MacArthur was a much more formidable and well known figure than McChristal is.  And MacArthur's comments were focused on policy differences rather than personal evaluations of individuals.


  1. Such country as North Korea does not exist. It is Democratic People's Republic of Korea. I heard that they are very sensitive about it and I am not surprised. I hate the joke when they confuse Hungary and hungry. I have heard it too often in my life.

  2. MacArthur should have been shown the same route out of the room as Admiral Kimmel and General Short, for letting his aircraft sit in neatly aligned rows for half a day after the Pearl Harbor sneak attacks. When the Japanese planes from the Taiwan MacArthur so loved destroyed his air force in a matter of minutes, he should have been relieved, along with his entire sycophantic staff.
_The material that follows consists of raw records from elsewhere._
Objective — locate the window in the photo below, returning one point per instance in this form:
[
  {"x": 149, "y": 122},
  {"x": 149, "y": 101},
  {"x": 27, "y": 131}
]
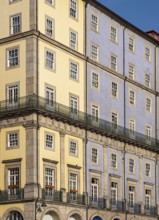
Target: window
[
  {"x": 147, "y": 80},
  {"x": 95, "y": 80},
  {"x": 73, "y": 8},
  {"x": 113, "y": 161},
  {"x": 94, "y": 52},
  {"x": 94, "y": 155},
  {"x": 147, "y": 169},
  {"x": 147, "y": 199},
  {"x": 49, "y": 141},
  {"x": 113, "y": 62},
  {"x": 73, "y": 40},
  {"x": 49, "y": 181},
  {"x": 148, "y": 133},
  {"x": 13, "y": 139},
  {"x": 114, "y": 120},
  {"x": 114, "y": 193},
  {"x": 132, "y": 126},
  {"x": 94, "y": 185},
  {"x": 12, "y": 57},
  {"x": 12, "y": 95},
  {"x": 50, "y": 96},
  {"x": 147, "y": 54},
  {"x": 132, "y": 97},
  {"x": 50, "y": 60},
  {"x": 73, "y": 148},
  {"x": 50, "y": 2},
  {"x": 13, "y": 181},
  {"x": 131, "y": 165},
  {"x": 15, "y": 24},
  {"x": 73, "y": 70},
  {"x": 148, "y": 104},
  {"x": 73, "y": 186},
  {"x": 74, "y": 104},
  {"x": 94, "y": 22},
  {"x": 131, "y": 72},
  {"x": 131, "y": 196},
  {"x": 49, "y": 27},
  {"x": 114, "y": 90},
  {"x": 95, "y": 113},
  {"x": 131, "y": 44},
  {"x": 113, "y": 34}
]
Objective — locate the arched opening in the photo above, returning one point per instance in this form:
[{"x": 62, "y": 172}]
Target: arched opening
[
  {"x": 51, "y": 216},
  {"x": 97, "y": 218},
  {"x": 75, "y": 217},
  {"x": 14, "y": 215}
]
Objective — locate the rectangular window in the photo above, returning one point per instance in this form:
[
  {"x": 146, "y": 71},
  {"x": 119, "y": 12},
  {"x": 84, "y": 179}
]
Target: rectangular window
[
  {"x": 147, "y": 169},
  {"x": 49, "y": 25},
  {"x": 74, "y": 105},
  {"x": 95, "y": 113},
  {"x": 113, "y": 161},
  {"x": 148, "y": 104},
  {"x": 132, "y": 97},
  {"x": 73, "y": 147},
  {"x": 94, "y": 155},
  {"x": 147, "y": 80},
  {"x": 50, "y": 60},
  {"x": 74, "y": 70},
  {"x": 12, "y": 57},
  {"x": 147, "y": 54},
  {"x": 15, "y": 24},
  {"x": 131, "y": 72},
  {"x": 131, "y": 165},
  {"x": 114, "y": 120},
  {"x": 49, "y": 141},
  {"x": 49, "y": 181},
  {"x": 114, "y": 89},
  {"x": 73, "y": 186},
  {"x": 94, "y": 52},
  {"x": 113, "y": 34},
  {"x": 94, "y": 186},
  {"x": 13, "y": 181},
  {"x": 131, "y": 44},
  {"x": 50, "y": 96},
  {"x": 113, "y": 62},
  {"x": 95, "y": 80},
  {"x": 148, "y": 133},
  {"x": 13, "y": 139},
  {"x": 94, "y": 22},
  {"x": 114, "y": 193},
  {"x": 12, "y": 95},
  {"x": 73, "y": 8},
  {"x": 73, "y": 40},
  {"x": 131, "y": 196},
  {"x": 147, "y": 199}
]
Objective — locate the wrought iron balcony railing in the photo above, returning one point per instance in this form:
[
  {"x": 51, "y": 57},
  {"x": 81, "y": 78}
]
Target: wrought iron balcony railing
[
  {"x": 5, "y": 195},
  {"x": 33, "y": 103},
  {"x": 97, "y": 202}
]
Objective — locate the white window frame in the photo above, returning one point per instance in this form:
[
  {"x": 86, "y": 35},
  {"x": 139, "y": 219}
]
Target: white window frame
[
  {"x": 113, "y": 34},
  {"x": 113, "y": 62},
  {"x": 95, "y": 80},
  {"x": 73, "y": 11},
  {"x": 15, "y": 23},
  {"x": 74, "y": 70},
  {"x": 94, "y": 22}
]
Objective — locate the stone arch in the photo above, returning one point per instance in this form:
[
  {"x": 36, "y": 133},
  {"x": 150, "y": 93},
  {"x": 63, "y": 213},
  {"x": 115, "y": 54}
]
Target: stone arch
[
  {"x": 11, "y": 211},
  {"x": 51, "y": 214}
]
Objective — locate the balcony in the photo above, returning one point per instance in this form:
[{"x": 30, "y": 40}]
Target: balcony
[
  {"x": 6, "y": 196},
  {"x": 31, "y": 104},
  {"x": 97, "y": 202}
]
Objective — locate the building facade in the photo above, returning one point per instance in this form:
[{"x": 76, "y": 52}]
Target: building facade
[{"x": 78, "y": 113}]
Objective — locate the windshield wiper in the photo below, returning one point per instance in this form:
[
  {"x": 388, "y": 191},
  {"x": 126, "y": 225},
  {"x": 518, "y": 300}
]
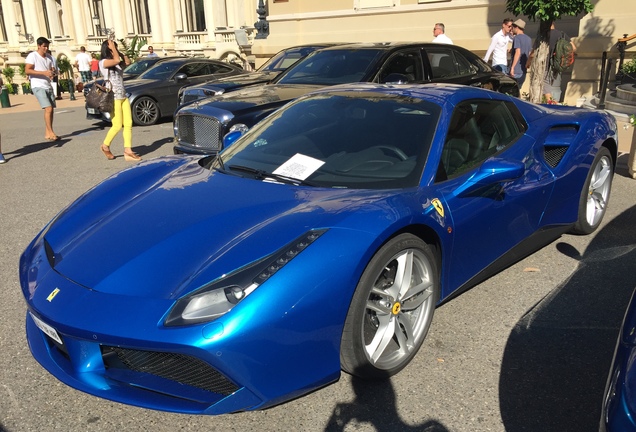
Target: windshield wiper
[{"x": 262, "y": 174}]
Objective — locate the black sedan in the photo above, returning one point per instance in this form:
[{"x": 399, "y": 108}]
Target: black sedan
[
  {"x": 266, "y": 73},
  {"x": 153, "y": 94},
  {"x": 200, "y": 126}
]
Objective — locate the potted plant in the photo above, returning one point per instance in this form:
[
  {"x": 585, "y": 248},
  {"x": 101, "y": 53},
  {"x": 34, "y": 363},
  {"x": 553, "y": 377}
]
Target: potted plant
[
  {"x": 66, "y": 77},
  {"x": 9, "y": 73}
]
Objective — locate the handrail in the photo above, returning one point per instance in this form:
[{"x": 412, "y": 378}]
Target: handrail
[{"x": 626, "y": 38}]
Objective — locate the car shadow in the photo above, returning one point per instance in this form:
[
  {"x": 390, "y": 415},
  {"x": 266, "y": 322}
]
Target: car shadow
[
  {"x": 622, "y": 165},
  {"x": 558, "y": 355},
  {"x": 375, "y": 404},
  {"x": 36, "y": 147}
]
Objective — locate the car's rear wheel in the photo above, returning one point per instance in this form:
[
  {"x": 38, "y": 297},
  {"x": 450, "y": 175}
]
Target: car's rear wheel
[
  {"x": 391, "y": 310},
  {"x": 595, "y": 193},
  {"x": 145, "y": 111}
]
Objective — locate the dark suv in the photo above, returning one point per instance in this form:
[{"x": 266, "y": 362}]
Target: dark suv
[{"x": 199, "y": 127}]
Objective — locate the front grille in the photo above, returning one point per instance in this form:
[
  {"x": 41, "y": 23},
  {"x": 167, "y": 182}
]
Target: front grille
[
  {"x": 199, "y": 131},
  {"x": 554, "y": 154},
  {"x": 176, "y": 367}
]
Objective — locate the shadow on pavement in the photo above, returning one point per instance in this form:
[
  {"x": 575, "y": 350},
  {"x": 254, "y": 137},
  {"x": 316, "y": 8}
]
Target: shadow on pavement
[
  {"x": 558, "y": 355},
  {"x": 375, "y": 405}
]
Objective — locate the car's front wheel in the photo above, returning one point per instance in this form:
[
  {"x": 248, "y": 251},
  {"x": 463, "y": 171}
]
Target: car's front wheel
[
  {"x": 145, "y": 111},
  {"x": 391, "y": 310},
  {"x": 595, "y": 193}
]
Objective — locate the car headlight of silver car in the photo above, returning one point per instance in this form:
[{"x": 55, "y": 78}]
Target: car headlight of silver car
[{"x": 219, "y": 297}]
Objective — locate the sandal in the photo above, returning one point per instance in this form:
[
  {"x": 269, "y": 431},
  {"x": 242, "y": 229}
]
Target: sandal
[
  {"x": 107, "y": 153},
  {"x": 132, "y": 157}
]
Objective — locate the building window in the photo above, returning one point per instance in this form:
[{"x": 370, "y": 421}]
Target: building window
[
  {"x": 370, "y": 4},
  {"x": 193, "y": 15},
  {"x": 142, "y": 17}
]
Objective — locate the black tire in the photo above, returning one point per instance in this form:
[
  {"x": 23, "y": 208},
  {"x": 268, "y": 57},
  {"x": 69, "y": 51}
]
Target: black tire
[
  {"x": 145, "y": 111},
  {"x": 595, "y": 193},
  {"x": 386, "y": 312}
]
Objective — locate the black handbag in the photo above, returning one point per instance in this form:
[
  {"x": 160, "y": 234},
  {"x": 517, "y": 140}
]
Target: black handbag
[{"x": 101, "y": 97}]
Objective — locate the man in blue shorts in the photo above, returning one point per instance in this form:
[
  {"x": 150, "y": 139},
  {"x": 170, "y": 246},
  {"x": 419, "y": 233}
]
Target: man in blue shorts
[{"x": 40, "y": 68}]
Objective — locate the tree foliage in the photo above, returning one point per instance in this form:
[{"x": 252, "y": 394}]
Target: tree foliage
[
  {"x": 544, "y": 11},
  {"x": 133, "y": 49},
  {"x": 548, "y": 10}
]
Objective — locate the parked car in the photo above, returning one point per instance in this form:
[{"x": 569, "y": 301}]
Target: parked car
[
  {"x": 320, "y": 240},
  {"x": 199, "y": 128},
  {"x": 153, "y": 93},
  {"x": 266, "y": 73},
  {"x": 142, "y": 65},
  {"x": 619, "y": 402}
]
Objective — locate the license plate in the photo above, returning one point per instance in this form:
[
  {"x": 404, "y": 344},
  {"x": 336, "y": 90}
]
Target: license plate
[{"x": 47, "y": 329}]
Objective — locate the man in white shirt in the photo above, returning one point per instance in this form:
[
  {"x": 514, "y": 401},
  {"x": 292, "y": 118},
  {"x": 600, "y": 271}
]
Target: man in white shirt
[
  {"x": 440, "y": 36},
  {"x": 41, "y": 69},
  {"x": 499, "y": 47},
  {"x": 83, "y": 64},
  {"x": 151, "y": 52}
]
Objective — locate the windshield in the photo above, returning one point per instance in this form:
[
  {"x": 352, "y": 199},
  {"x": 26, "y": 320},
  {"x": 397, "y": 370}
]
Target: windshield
[
  {"x": 139, "y": 66},
  {"x": 333, "y": 66},
  {"x": 286, "y": 58},
  {"x": 340, "y": 140},
  {"x": 161, "y": 71}
]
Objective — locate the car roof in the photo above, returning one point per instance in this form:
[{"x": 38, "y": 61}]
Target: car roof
[{"x": 439, "y": 93}]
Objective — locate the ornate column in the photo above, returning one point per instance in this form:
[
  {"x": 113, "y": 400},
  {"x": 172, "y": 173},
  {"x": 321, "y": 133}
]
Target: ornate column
[{"x": 261, "y": 26}]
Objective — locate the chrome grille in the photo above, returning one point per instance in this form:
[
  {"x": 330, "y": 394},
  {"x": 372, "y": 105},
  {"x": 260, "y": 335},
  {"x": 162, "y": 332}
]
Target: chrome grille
[
  {"x": 176, "y": 367},
  {"x": 199, "y": 132}
]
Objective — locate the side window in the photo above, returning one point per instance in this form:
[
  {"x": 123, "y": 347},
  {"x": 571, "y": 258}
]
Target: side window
[
  {"x": 219, "y": 69},
  {"x": 478, "y": 129},
  {"x": 442, "y": 62},
  {"x": 407, "y": 63},
  {"x": 195, "y": 69}
]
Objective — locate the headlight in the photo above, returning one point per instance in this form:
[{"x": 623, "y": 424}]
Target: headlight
[{"x": 220, "y": 296}]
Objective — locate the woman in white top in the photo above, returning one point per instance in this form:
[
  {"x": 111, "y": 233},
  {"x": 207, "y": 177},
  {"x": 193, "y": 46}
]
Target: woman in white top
[{"x": 111, "y": 66}]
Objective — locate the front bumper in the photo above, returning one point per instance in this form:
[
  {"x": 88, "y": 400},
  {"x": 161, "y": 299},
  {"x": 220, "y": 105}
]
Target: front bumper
[{"x": 116, "y": 346}]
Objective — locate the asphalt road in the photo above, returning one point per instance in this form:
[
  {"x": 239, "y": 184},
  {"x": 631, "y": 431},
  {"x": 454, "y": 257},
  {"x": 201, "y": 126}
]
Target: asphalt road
[{"x": 527, "y": 350}]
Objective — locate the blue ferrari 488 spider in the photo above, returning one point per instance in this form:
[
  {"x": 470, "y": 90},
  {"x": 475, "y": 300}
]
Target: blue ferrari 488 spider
[{"x": 321, "y": 240}]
His negligence on December 8th 1941 was only exceeded that year by the lack of preparation for the Bataan defense he and his staff took.

    I've spoken to several Army and USMC veterans about their retreat from the Yalu in late 1950. Although MacArthur should have been dismissed for his 1941 Philippines mistakes and stupidity, he should have been shot for what his hubris and ego did to those thousands of troops in October, November and December 1950.

    Dugout Stan doesn't quite have the same resonance to it as Dugout Doug, does it?

    Pat Tillman's mom should be allowed to determine McChristal's next duty.